Rosley Parish Cumbria

Rosley Parish Cumbria

Rosley is a small scattered farming community just north of the Lake District National Park and close to the Scottish border. Ten miles south-west of Carlisle it tucks neatly into the triangle of Caldbeck, Wigton and Dalston. Rosley village has two main centres of population: they are known locally as top Rosley, situated on the B5305 and Rosley crossroads. Top Rosley is largely residential with a number of dwellings having been added in recent years around the courtyard of a former farm. Rosley crossroads is some mile and a half away; here we find the village hall, the church and the school nestling among a few more houses. There are a number of other dwellings and farms surrounding the two centres.

The village of Curthwaite lies about one mile from the school and hall and now has the only remaining pub in the parish the Royal Oak. At one time Rosley boasted several inns and ale houses but demographic changes have caused these to close. The Hope and Anchor, known as The Camp, being the last in 1991.

Rosley Link

Rosley is linked to Carlisle and the north by the A595 running through its northern tip and to Penrith and the south by the B5305 which passes east-west en route to Wigton which is the nearest town servicing our community.
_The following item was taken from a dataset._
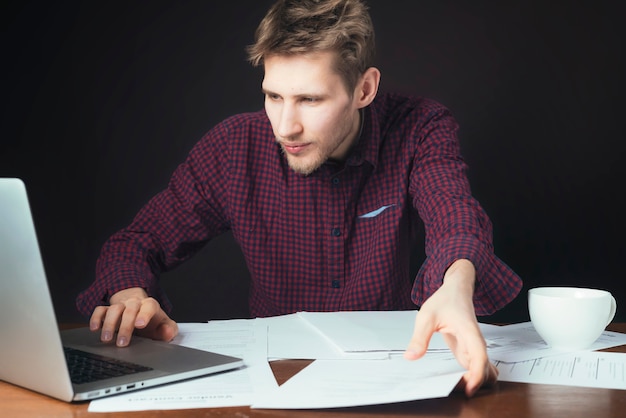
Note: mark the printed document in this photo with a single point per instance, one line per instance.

There are approximately 200 households in the parish: and a population of about 500 which is made up of a good distribution of all the age groups, a fact which helps to maintain the general dynamism of the community.

As with many rural communities close to larger centres of population many of the residents work outwith the parish, in Wigton, our nearest market town, in Carlisle, our nearest city, or further afield. However Rosley is by no means a dormitory village and a number of businesses thrive within its environs.
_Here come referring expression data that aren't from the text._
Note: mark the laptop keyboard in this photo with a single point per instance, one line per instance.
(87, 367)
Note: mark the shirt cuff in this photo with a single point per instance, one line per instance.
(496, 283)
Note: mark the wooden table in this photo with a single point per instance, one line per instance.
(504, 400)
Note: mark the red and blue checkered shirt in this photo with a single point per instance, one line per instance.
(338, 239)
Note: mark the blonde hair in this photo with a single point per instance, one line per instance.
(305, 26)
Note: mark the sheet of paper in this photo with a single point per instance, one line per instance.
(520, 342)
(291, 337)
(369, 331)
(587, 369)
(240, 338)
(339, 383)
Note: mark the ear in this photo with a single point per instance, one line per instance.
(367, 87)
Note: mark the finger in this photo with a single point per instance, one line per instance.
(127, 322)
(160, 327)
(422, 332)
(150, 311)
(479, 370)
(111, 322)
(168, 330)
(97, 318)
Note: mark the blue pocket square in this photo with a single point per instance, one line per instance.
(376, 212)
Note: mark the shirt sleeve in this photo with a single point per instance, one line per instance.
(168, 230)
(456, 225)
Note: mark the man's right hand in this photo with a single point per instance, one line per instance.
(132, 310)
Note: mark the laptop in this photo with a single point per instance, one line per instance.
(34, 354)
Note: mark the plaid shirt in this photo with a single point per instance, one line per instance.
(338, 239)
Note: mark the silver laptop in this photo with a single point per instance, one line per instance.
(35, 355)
Rosley lies in a very fertile area and many farms have long histories. Mixed farming is common although dairy farming predominates. However the changing face of agriculture, exacerbated by the effects of the Foot and Mouth outbreak in 2001, have had a dramatic impact on the size and number of farms the land now supports. Some people have retired from farming but retain land they can rent out, others have seized this opportunity to extend the land they can farm thereby gaining in economy of scale. Fewer farms now tend the land and some of our old farm houses are now domestic houses surrounded by new development creating new communities and allowing people to move into the area and enjoy the pleasures of living in our rural setting.
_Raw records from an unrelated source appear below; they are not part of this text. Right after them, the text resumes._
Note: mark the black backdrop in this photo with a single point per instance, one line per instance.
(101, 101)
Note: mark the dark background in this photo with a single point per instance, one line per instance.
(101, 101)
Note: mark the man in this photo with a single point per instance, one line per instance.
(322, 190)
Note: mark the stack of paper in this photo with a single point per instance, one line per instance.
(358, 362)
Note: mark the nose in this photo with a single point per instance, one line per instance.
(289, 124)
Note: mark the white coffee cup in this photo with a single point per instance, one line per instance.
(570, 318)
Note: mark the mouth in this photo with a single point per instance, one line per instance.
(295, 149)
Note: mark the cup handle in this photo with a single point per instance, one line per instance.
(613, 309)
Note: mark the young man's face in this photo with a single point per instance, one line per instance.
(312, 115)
Rosley is one of seven parishes which forms the Northern Fells Group its aim is to identify unmet health and social needs of residents in a very rural area and to work with local people to find solutions. The group runs the Northern Fells Minibus Service, 4 Village Agents cover the Northern Fells area, the Youth Development Initiative, the Lend a Hand Group and a benefits Awareness and Advice Scheme. The Village Agents are friendly, local contacts, each based in one or two of our parishes, who will help people to obtain assistance and advice from a wide range of organisations and services. The Village Agents are trained to know who to contact and where - and how to find out who and where! They offer a confidential service and are trusted members of their community.